One of the more iconic buildings on the Columbia Basin College campus in Pasco may have its days numbered if state lawmakers agree to fund its replacement.
The college recently submitted its request for $54 million for design and construction of the new building to the State Board of Community and Technical Colleges. Former Gov. Jay Inslee recommended funding the project at the full amount in the capital budget he proposed before leaving office in January.
“The next steps are waiting on the House and the Senate to release their individual budgets and then negotiate a final budget,” Elizabeth Burtner, CBC’s assistant vice president for marketing & outreach, told the Tri-Cities Area Journal of Business.
The request was submitted as a replacement project, meaning the college would have to demolish the current building once the new one was built.
Identified as the P Building on campus maps, the CBC Arts Building is actually made up of connected structures that appear as nearly fitted together pieces of an unadorned concrete block. Designed by Spokane architect Ken Brooks, it took 4,000 cubic yards of concrete to build for $1.8 million in 1971.

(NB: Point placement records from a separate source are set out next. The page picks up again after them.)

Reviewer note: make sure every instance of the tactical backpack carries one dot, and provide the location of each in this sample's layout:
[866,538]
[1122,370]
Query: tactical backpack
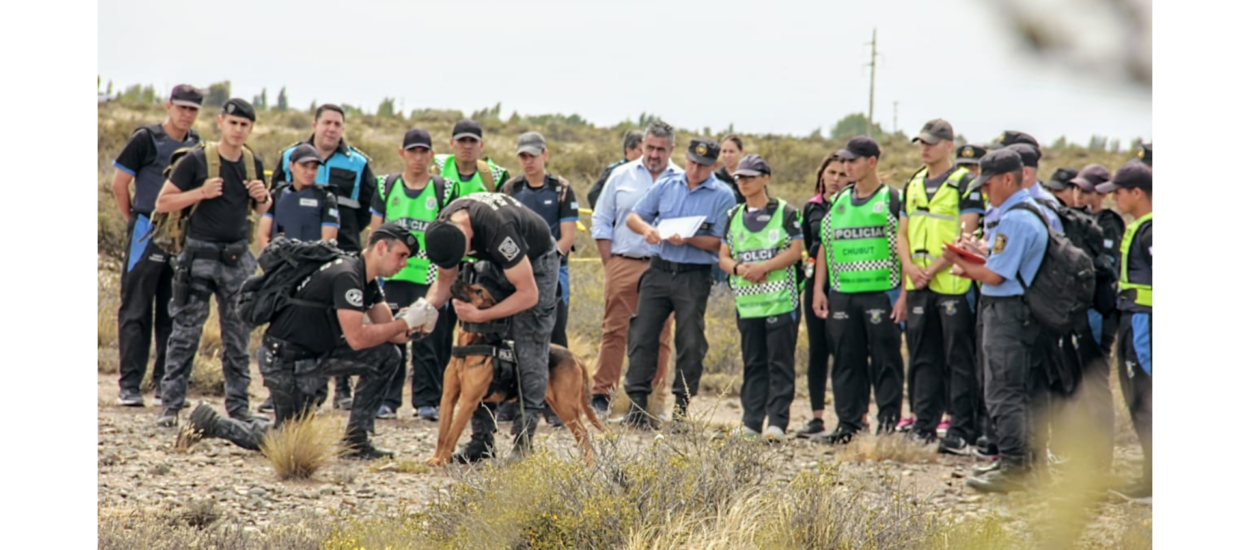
[285,265]
[169,229]
[1063,291]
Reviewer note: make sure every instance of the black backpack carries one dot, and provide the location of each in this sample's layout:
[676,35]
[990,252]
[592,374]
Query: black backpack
[1063,291]
[285,265]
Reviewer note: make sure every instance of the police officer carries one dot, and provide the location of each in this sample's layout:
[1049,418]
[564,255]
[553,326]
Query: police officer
[1134,188]
[301,209]
[360,338]
[466,169]
[413,199]
[500,230]
[761,251]
[216,259]
[938,206]
[969,158]
[1014,373]
[633,146]
[348,174]
[146,281]
[859,264]
[679,280]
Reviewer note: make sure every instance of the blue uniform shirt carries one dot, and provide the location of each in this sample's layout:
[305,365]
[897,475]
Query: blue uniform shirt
[1018,245]
[671,198]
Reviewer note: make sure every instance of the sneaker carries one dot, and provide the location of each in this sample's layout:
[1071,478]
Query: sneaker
[366,451]
[813,429]
[428,414]
[131,399]
[955,446]
[905,425]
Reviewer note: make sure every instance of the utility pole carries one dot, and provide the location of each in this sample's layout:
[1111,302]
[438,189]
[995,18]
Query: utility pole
[871,94]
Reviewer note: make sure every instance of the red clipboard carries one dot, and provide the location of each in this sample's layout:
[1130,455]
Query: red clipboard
[966,255]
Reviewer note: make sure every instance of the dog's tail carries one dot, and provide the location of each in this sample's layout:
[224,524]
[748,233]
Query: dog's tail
[586,408]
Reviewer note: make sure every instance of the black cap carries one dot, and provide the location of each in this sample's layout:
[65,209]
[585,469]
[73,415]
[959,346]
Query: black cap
[753,166]
[998,163]
[398,233]
[703,151]
[860,148]
[418,138]
[969,154]
[239,108]
[305,154]
[1061,179]
[1091,176]
[466,129]
[1146,154]
[1013,138]
[935,131]
[186,95]
[1029,154]
[445,244]
[1133,175]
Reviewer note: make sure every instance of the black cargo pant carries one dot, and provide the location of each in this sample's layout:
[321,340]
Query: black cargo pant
[860,328]
[294,378]
[669,289]
[430,355]
[943,375]
[146,290]
[1016,388]
[768,370]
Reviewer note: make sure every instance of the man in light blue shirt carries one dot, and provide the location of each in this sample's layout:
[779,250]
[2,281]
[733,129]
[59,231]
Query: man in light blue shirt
[679,280]
[626,256]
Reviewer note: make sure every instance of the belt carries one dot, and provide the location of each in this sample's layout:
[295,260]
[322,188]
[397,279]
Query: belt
[674,268]
[631,258]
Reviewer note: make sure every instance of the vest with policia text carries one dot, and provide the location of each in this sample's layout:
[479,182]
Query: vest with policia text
[415,215]
[1136,276]
[933,224]
[341,173]
[779,293]
[860,243]
[489,175]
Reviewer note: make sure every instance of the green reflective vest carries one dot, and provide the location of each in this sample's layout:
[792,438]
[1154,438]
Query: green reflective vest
[931,225]
[1135,295]
[779,293]
[860,243]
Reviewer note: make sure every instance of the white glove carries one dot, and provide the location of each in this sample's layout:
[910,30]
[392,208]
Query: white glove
[421,315]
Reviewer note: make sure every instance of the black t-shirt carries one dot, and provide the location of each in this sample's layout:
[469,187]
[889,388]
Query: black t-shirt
[340,285]
[223,219]
[504,230]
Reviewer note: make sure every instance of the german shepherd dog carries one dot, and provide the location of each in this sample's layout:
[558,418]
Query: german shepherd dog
[468,380]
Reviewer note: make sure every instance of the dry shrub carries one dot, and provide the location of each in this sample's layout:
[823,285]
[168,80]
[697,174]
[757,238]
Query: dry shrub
[303,446]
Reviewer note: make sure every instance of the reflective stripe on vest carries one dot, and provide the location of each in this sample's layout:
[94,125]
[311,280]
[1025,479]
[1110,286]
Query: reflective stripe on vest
[860,244]
[341,171]
[1134,295]
[931,225]
[779,293]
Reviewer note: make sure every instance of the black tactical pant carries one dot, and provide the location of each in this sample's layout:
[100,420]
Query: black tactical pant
[294,378]
[146,290]
[768,370]
[1016,388]
[669,289]
[943,375]
[430,355]
[860,328]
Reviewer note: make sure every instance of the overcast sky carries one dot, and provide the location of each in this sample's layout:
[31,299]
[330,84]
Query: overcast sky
[776,66]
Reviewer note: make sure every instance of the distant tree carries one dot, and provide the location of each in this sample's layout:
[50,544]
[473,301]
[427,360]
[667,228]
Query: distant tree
[219,93]
[854,125]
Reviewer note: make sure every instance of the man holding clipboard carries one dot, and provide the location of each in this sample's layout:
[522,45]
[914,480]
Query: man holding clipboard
[679,280]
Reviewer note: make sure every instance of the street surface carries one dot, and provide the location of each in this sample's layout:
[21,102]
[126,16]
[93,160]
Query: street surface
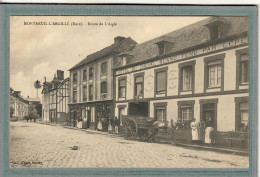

The 31,000-square-foot facility houses the college’s School of Arts, Humanities & Communication. Its features include Esvelt Gallery which hosts regular art shows and installations, a 292-seat indoor theater, a black box theater and an outdoor amphitheater that was added to the building’s west side about a decade ago.
CBC has added or replaced three facilities at the Pasco campus in the past decade. The new School of Social & Behavioral Sciences building on the north side of campus opened in 2017, as did Sunhawk Hall, the college’s first dormitory just across 20th Avenue from the campus. The new Student Recreation Center replaced an older facility in 2022. The Richland Medical Science Center at the satellite campus in Richland opened in 2020, built in partnership with Kadlec Regional Medical Center.
The college’s enrollment has grown significantly in recent years. For the 2024-25 school year, CBC has more than 8,500 students attending classes, up from its previous enrollment record of 7,900 students in the 2019-20 school year.
The Legislature greenlighting funding for the new building is not a guarantee. Community colleges, along with other state entities such as public universities and the corrections department, also make requests.
“The total dollar figure of the compromise capital budget will dictate how many projects on the State Board (of Community & Technical Colleges) capital list, including ours, get funded,” Burtner said.
And the state is facing a budget shortfall, possibly as high as $16 billion over the next four years. Gov. Bob Ferguson has already proposed $4 billion in cuts in his budget proposal.